Scientists associated with Harvard Medical School just released a DIY coronavirus vaccine to the general public; they have been testing the vaccine on themselves. The vaccine requires no injection and needles
A group of citizen scientists motivated to action by the suffering caused by the SARS-CoV-2 pandemic, announced they have developed a coronavirus vaccine that can be self-assembled and self-administered. In association with Harvard Medical School, the scientists are now sharing their findings online under a Creative Commons License. The scientists say the vaccine is intranasally delivered, which means the vaccine does not require injection or needles to be administered.
The group has come together to form the nonprofit RaDVac, and according to their website were inspired to act as the coronavirus pandemic became “the greatest global public health crisis in a century.” According to the information on their website, RaDVaC is a 501(c)(3) non-profit, not a commercial organization.
The group said their type of vaccine has shown excellent safety in animal studies and human clinical trials. Even if this vaccine works as intended, it will not help someone who has been infected. It will only work as a preventive measure taken weeks in advance of virus exposure.
The RaDVaC vaccine has been used repeatedly over a few months, by over twenty self-experimenters, with the most extreme complication in some recipients of stuffy noses.

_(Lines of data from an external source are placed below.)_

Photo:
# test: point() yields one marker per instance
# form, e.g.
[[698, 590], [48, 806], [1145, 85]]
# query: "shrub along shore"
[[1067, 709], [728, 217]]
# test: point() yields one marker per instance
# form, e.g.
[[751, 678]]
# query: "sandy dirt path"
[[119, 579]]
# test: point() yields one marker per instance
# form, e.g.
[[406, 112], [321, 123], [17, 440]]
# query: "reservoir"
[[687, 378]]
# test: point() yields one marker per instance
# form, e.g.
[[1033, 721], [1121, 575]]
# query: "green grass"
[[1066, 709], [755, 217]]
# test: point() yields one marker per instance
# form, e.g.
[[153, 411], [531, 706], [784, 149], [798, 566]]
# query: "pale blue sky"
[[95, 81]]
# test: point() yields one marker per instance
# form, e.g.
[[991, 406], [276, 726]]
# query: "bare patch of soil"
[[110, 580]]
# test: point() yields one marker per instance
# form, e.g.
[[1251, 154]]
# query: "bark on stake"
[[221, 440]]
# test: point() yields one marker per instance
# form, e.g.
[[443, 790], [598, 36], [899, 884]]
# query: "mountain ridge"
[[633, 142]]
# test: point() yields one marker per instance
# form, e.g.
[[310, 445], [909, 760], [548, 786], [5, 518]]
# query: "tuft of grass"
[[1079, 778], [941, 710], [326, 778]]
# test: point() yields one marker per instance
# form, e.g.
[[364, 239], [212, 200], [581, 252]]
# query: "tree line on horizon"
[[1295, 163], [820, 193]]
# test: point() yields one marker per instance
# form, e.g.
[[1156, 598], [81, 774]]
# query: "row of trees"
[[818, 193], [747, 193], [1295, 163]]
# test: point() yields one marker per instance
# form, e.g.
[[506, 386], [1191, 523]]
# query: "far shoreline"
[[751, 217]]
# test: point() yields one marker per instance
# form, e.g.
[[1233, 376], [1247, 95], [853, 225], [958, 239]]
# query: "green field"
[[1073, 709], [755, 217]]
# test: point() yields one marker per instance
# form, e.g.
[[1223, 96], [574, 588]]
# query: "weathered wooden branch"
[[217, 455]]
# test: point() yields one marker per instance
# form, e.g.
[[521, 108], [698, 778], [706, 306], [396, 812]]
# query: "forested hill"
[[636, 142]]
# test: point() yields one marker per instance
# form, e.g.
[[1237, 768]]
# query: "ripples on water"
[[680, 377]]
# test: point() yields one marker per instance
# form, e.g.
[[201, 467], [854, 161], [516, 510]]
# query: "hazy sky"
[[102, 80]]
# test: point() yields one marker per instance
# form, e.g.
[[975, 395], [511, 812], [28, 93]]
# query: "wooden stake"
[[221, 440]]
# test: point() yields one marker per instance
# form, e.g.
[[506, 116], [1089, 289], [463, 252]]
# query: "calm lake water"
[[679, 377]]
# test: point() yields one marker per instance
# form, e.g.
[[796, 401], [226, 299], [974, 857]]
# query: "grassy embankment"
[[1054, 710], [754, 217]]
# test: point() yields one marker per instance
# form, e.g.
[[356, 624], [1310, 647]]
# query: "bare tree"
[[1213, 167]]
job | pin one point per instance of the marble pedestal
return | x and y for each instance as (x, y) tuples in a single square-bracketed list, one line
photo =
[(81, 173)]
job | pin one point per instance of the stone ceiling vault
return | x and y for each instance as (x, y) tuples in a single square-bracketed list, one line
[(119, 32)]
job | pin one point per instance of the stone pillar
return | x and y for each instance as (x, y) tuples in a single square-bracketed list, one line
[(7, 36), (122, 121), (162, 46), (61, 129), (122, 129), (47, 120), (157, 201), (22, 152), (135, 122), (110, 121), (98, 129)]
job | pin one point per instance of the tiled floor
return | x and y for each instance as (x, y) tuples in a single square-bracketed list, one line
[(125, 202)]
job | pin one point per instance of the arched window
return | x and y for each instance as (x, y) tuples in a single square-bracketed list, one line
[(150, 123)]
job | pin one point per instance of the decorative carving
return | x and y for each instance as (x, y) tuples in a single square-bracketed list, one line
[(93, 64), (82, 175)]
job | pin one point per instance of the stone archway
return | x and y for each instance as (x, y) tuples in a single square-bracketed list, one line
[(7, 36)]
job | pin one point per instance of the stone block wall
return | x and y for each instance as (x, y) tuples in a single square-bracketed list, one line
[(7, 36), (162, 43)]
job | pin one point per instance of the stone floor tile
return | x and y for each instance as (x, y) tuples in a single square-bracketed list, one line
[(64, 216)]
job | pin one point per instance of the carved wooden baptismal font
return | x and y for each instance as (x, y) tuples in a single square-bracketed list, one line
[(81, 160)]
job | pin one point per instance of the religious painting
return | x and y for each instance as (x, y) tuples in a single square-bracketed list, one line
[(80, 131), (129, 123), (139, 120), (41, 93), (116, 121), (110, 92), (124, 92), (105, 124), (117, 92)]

The group has not yet filed patent applications or protections of intellectual property on the vaccine work described on their site. The group said:
“Existing public health, commercial, and regulatory infrastructures have thus far failed to provide a vaccine to protect humanity–especially our most vulnerable–against the pandemic. Therefore, we have drawn on decades of scientific literature describing proven vaccine designs to develop, produce, and self-administer an intranasally delivered vaccine, and we release this information as a necessary act of compassion.”
Considering that commercial vaccine may not arrive until late 2020 or early 2021, the group says its rapid development approach may yield a vaccine that is simple enough to be produced and administered by individual citizen scientists.
“Experts say a vaccine is our best hope for ending the pandemic, but a commercial vaccine won’t arrive until late 2020 or early 2021, if all goes well,” the group writes on its website. “Our mission is rapid development, testing, and public sharing of vaccine recipes that are simple enough to be produced and administered by individual citizen scientists.”
RaDVac is a group of citizen scientists with a range of backgrounds and professions. Many of them are them are trained scientists and engineers, according to the information on their website. RaDVaC was launched by Preston Estep, Don Wang, Alex Hoekstra, and Ranjan Ahuja, who were soon joined by a growing contingent of friends and colleagues. The expanding core group met through their associations with Harvard Medical School and HMS Professor George Church. Their project was launched in the Boston area but is expanding steadily across the U.S. and throughout the world.
For now, the RaDVac vaccine seems promising and the group is not making any promises or guaranteeing its efficacy. Below is the disclaimer from the group.
Vaccines are often received with the false hope of efficacy, without testing to determine the degree of individual immune response. For example, influenza killed about 100,000 people in the U.S. between late 2016 and early 2018. Yet, the influenza vaccines available in that period were less than 50% effective against H3N2, the flu strain mainly responsible for the death toll. Many who died were vaccinated but not protected from the virus, and testing for vaccine-induced immunity was essentially non-existent. Vaccine-induced immunity can be more challenging to assess than immunity due to viral infection, and such is the case for the nasal vaccine described here. Because this work is a research undertaking, no expectation is given regarding any degree of efficacy in granting protection against SARS-CoV-2.